Hardware acceleration in high performance computing (HPC) context is of growing interest, particularly in the field of Monte Carlo methods where the resort to field programmable gate array (FPGA) technology has been proven as an effective media, capable of enhancing by several orders the speed execution of stochastic processes. The spread-use of reconfigurable hardware for stochastic simulation gathered a significant effort towards effective implementations of hardware pseudorandom numbers generators (PRNGs) - these generators needed to exhibit a statistically proven random behaviour and to be characterized by a very long period. In this paper we present the state of the art of hardware pseudorandom number generation in the context of Monte Carlo acceleration. We highlight the emerging trends over the most recent publications and suggest some insights on the forthcoming works.

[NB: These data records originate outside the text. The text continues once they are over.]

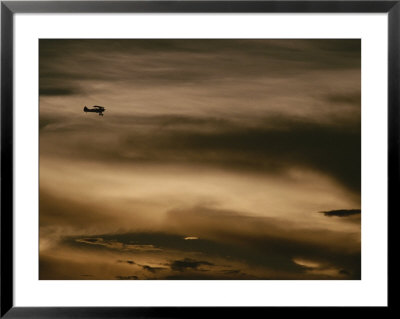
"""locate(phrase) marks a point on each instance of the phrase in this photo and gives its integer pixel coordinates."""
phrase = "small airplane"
(96, 109)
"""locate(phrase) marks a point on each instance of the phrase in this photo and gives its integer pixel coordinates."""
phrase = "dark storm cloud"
(187, 263)
(342, 212)
(268, 243)
(269, 145)
(152, 269)
(170, 62)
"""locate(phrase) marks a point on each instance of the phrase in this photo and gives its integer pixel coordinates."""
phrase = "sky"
(215, 159)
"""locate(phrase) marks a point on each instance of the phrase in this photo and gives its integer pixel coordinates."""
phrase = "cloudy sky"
(215, 159)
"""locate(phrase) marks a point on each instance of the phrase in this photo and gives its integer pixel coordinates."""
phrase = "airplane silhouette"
(96, 109)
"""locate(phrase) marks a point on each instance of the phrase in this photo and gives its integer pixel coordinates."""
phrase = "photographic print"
(199, 159)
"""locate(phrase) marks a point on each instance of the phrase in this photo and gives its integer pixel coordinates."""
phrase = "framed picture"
(160, 158)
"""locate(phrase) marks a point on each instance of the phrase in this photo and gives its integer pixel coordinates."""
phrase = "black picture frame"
(9, 8)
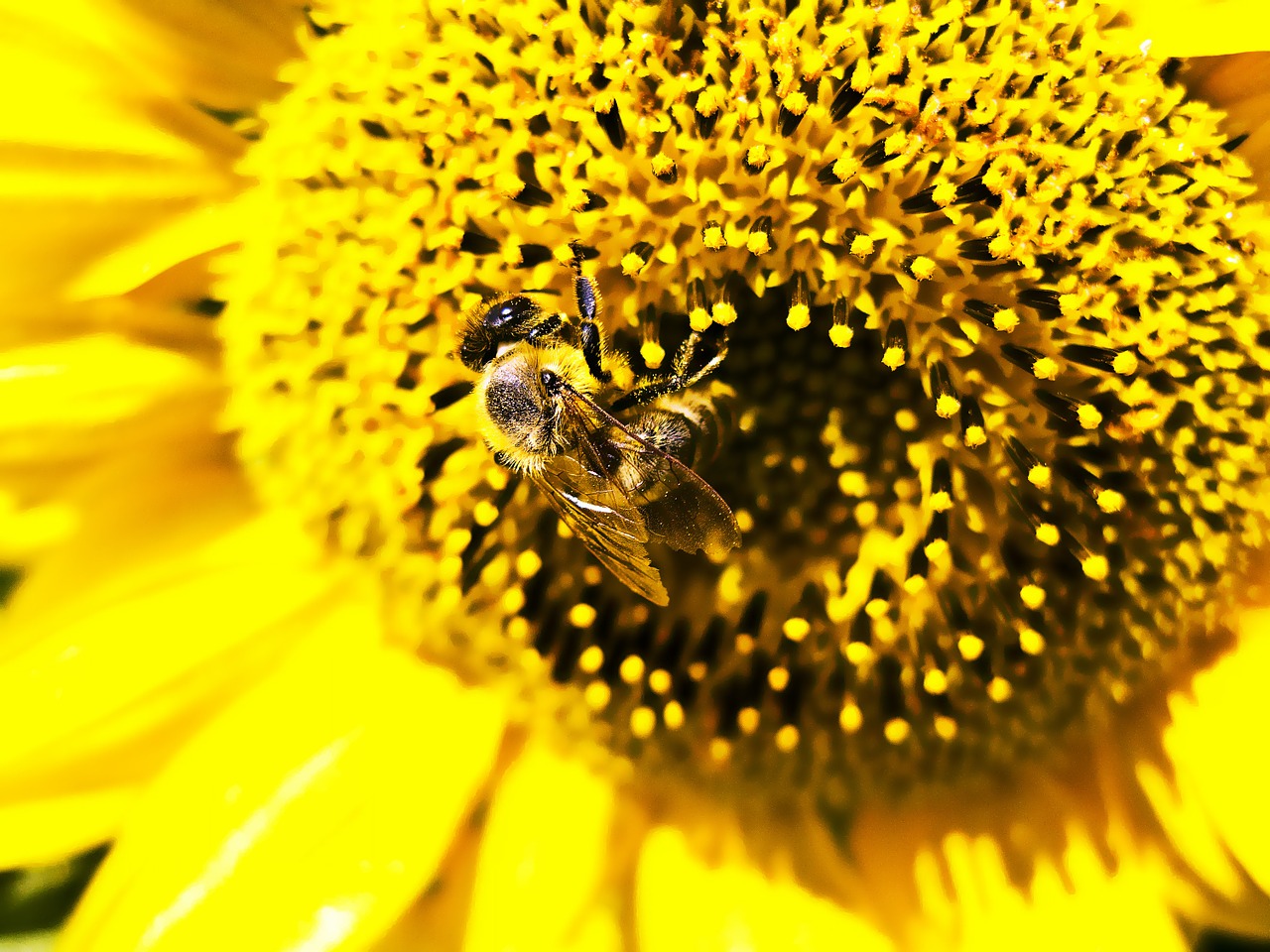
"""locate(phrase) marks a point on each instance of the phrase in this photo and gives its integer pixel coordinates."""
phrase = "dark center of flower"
(996, 335)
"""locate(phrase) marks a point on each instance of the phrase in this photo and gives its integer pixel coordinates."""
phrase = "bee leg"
(545, 330)
(681, 377)
(688, 356)
(590, 336)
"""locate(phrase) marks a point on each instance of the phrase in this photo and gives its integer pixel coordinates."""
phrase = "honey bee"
(613, 462)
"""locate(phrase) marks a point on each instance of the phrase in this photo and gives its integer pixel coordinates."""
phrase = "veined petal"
(111, 673)
(683, 902)
(223, 53)
(1201, 27)
(325, 800)
(62, 398)
(1207, 742)
(543, 855)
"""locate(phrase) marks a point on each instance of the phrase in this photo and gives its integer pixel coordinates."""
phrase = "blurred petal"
(64, 395)
(118, 647)
(39, 832)
(99, 150)
(321, 801)
(681, 902)
(1207, 744)
(183, 236)
(1075, 902)
(33, 942)
(543, 855)
(1201, 27)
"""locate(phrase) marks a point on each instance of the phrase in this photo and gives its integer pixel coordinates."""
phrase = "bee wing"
(597, 513)
(680, 508)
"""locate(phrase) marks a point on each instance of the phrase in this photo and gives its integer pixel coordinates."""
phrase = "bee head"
(497, 321)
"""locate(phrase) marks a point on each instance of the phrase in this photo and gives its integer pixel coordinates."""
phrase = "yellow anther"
(786, 738)
(897, 730)
(631, 669)
(969, 647)
(797, 629)
(643, 722)
(581, 616)
(1033, 595)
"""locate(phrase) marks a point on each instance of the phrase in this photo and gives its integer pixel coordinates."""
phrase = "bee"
(615, 463)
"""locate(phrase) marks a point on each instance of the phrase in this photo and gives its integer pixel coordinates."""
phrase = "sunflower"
(985, 667)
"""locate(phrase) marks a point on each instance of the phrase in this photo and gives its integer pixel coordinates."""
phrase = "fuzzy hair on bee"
(521, 421)
(612, 454)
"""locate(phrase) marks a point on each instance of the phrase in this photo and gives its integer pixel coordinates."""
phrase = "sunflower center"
(994, 312)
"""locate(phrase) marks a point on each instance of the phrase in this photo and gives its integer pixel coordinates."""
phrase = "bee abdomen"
(689, 426)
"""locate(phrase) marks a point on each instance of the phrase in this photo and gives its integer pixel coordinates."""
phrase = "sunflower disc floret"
(994, 294)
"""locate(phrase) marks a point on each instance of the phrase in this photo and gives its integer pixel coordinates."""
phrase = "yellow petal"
(1199, 27)
(62, 398)
(308, 816)
(1215, 746)
(40, 832)
(543, 855)
(175, 240)
(1072, 901)
(118, 645)
(31, 942)
(683, 902)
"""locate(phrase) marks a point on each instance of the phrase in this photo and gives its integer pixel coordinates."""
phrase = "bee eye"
(475, 354)
(511, 312)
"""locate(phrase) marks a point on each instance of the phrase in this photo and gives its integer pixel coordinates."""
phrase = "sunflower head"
(993, 296)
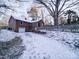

Furthermore, we provide a complete hardware description of a new Gaussian variate generator (GVG) and an exponential variate generator (EVG) based on a decision-tree technique of ours, herein presented as well. The prototypes implemented on a Xilinx Virtex II Pro XC2VP100 FPGA occupy from 150 to 417 slices and reach 280 MHz, while exhibiting good statistical behaviours with high p-values on the x² test and offering a unitary Knuth ratio.